Dal 2 al 4 febbraio il Museo del Novecento di Milano ha ospitato l’evento Il Quarto Stato oltre il visibile: i visitatori, grazie alla realtà aumentata, hanno avuto l’occasione di interagire con la nota opera di Pelizza da Volpedo. Come? Non abbiamo forse tutti sognato di tuffarci nei dipinti.

insieme ai personaggi di disneyana memoria, Mary Poppins e Bert?

Ebbene, scaricando gratuitamente l’applicazione QuartoStatoAR, lo smartphone è divenuto lo strumento per rompere le barriere spaziotemporali e immergersi attivamente nel quadro.

Il progetto SMART-Augmented Culture coniuga arte e tecnologia, creando narrazioni multimediali in cui cultura e pubblico comunicano in ambienti amplificati.

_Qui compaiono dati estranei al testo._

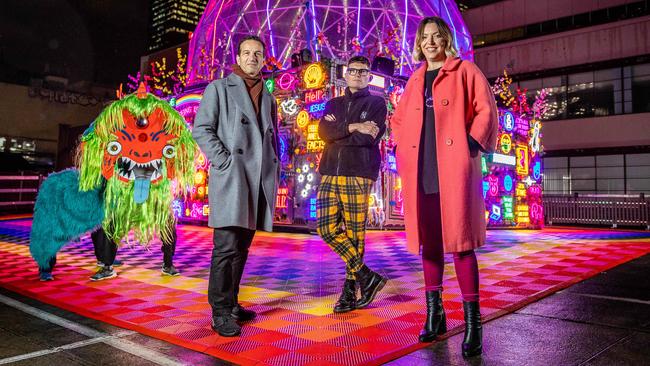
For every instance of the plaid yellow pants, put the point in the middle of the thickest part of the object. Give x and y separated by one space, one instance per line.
342 205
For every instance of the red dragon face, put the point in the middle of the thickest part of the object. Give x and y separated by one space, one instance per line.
139 150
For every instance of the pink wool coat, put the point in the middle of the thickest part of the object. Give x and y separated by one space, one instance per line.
463 104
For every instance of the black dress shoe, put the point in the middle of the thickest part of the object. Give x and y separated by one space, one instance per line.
225 326
370 283
436 322
473 341
240 314
348 299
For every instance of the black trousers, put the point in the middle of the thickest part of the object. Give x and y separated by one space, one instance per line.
229 255
106 249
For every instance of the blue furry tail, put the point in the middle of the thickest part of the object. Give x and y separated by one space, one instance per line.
62 214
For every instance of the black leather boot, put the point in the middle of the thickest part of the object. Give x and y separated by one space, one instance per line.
348 299
473 341
436 322
370 283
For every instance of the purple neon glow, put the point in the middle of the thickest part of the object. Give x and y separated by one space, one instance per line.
268 3
358 18
213 45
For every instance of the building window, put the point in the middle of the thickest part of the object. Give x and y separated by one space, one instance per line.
599 174
640 88
596 93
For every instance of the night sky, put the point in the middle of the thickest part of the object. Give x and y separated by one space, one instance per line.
98 41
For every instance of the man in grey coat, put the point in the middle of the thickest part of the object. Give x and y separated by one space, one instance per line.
235 127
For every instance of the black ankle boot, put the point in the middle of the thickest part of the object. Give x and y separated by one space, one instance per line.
473 341
436 322
370 283
348 299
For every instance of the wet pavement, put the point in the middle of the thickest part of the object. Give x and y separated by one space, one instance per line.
604 320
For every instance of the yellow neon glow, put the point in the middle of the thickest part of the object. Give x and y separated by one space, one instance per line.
314 76
303 119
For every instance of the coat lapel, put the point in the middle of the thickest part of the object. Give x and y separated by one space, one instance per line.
239 94
265 108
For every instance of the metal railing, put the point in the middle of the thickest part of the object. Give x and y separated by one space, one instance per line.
18 192
606 210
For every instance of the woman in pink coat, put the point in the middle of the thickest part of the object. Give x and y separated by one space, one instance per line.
446 116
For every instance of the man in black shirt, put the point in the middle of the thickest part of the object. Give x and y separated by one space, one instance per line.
351 129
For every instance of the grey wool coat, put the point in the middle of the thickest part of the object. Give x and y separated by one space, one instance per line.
244 161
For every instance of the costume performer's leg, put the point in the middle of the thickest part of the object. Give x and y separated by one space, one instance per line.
169 248
105 248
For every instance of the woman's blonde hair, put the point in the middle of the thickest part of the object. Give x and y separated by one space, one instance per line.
445 32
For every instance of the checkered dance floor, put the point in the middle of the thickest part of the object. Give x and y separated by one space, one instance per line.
293 280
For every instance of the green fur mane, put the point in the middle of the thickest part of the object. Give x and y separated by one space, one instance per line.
122 214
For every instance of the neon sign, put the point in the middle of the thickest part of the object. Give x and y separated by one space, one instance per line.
290 107
521 151
495 214
504 159
508 214
507 183
312 208
508 121
537 170
314 143
522 216
506 143
494 185
303 119
281 199
313 96
287 81
314 76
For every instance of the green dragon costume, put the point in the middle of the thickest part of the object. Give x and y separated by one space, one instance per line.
131 161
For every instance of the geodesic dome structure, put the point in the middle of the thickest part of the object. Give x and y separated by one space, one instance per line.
333 29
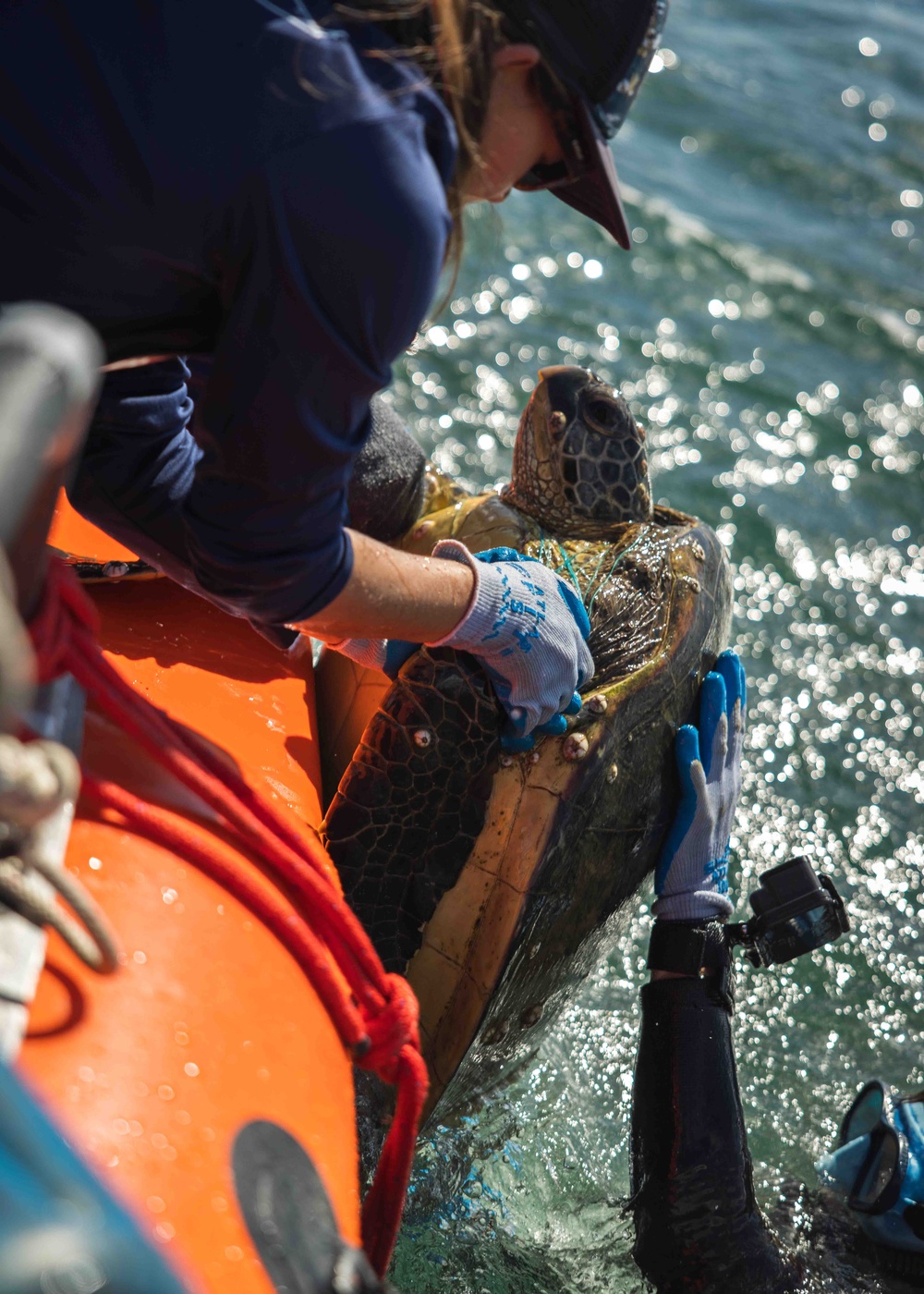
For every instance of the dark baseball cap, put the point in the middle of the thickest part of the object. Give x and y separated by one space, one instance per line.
597 52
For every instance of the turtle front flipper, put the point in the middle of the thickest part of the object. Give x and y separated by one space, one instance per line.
414 798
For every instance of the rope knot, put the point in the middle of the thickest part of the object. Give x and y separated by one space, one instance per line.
391 1029
64 611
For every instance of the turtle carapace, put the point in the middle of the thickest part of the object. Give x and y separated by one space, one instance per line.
493 877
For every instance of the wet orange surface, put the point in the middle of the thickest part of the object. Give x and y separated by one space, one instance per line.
209 1024
71 534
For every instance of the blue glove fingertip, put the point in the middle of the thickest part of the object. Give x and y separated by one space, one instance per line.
492 555
687 751
729 666
576 607
574 705
711 708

Il tanto appellato dialogo con il passato ormai non è più una metafora, ma letteralmente realtà.

Per dirla con Proust, il vero viaggio non consiste nel cercare nuove terre, ma nell’avere nuovi occhi.

Ma lasciamo la parola a uno dei promotori del progetto, Marco Pucci. Marco, artista multimediale originario di Roma, vive e lavora a Milano nel campo dell’arte e della comunicazione; insegna presso l’Accademia di Belle Arti di Brera e l’Università IULM di Milano.

Come ha risposto il pubblico all’evento? Le vostre aspettative sono state appagate?

Devo dire che la risposta è andata oltre le nostre aspettative, più di duemila visite in tre giorni, è stata dura gestire un tale afflusso di persone curiose ed interessate, ma anche molto gratificante: il lavoro è piaciuto ed il pubblico effettivamente pronto ad esperienze di questo tipo. Tra tutti mi ha colpito la reazione di una signora di Volpedo che ascoltando la storia raccontata da uno dei personaggi del quadro animato in AR si è commossa. Mi sono reso conto del fatto che in questo territorio l'opera “il quarto stato” è davvero molto amata.

Immagino che la scelta del soggetto non sia stata casuale... Cosa può dirci oggi quella coralità?

Su questo potrebbe rispondere meglio un sociologo forse. Dal mio punto di vista, che è un'opinione personale ovviamente, credo ancora fortemente nella possibilità di trasformazione che una comunità organizzata può avere collaborando per un bene comune. Se oggi ci siano o meno i presupposti per un agire collettivo e consapevole, non me ne rendo conto, ma lo spero davvero.

Se dovessi illustrarci la storia del progetto in cinque parole quali sceglieresti e perchè?

Intraprendenza: perchè si tratta di un progetto che abbiamo realizzato gratuitamente per il museo. È stato importante mettere alla prova la nostra capacità progettuale in un contesto di questo tipo, la tecnologia della Realtà Aumentata e le risposte di un pubblico di fronte ad un classico.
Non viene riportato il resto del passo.